I’ve never had the luxury of having a separate room for music and another for home theatre, and always felt that speakers that perform for music should do just fine for movies as well. I was definitely not disappointed with the SA Aura 30 when it came to movies. Using various Blu-ray Discs such as The Adventures of TintinStep Up 3D and Hugo, the SA Aura 30 performed well in terms of bass response and overall vocal clarity. The movies’ dialogues were produced with great detail and neutrality. I was constantly shocked at just how much bass was coming from these relatively small towers. The SA Aura 30  had zero trouble producing incredible bass and grabbing my attention from scene to scene. From the mayhem of the chase scene in Tintin, the crashing of buildings, to the pounding synthesizer bass lines in Step Up 3D that could be felt throughout the room, the SA Aura 30 managed to effectively recreate these movies in all their respective glory.

My Verdict
It was Ole Witthøft, who founded System Audio A/S back in 1984. For a long time he had been looking for some really good loudspeakers and as a musician he knew how music should sound. As a musician, I completely agree with Ole Witthøft. Speakers tend to be very honest or very musical but nothing at a sane price level can do both in a balanced manner.

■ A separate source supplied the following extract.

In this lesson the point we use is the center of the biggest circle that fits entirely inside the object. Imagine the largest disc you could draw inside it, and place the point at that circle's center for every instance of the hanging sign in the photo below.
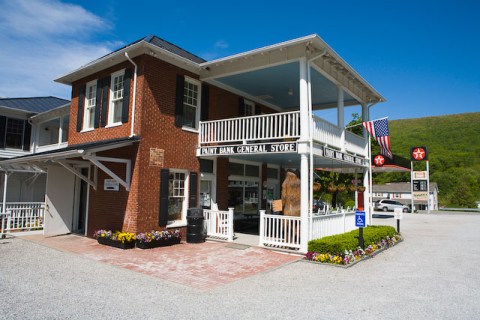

Too many speaker manufacturers approached the speaker design from the market surveys, statistics, opinion polls and other methods of letting the attitudes of the consumer guide a company (and that is a very misguided effort driven by the bottom line). Some speaker manufacturers approached the speaker design purely from psychoacoustic / scientific standpoint (and there is nothing wrong with that). However, it seems like System Audio is one of only three speaker companies that approached the speaker design based on music and wanting to produce speakers that they themselves want and are proud to own. I find this approach fits perfectly with my personal philosophy. To put it simply, I like these speakers so much to the point that not only I want to keep these speakers but I feel that I should work for this company.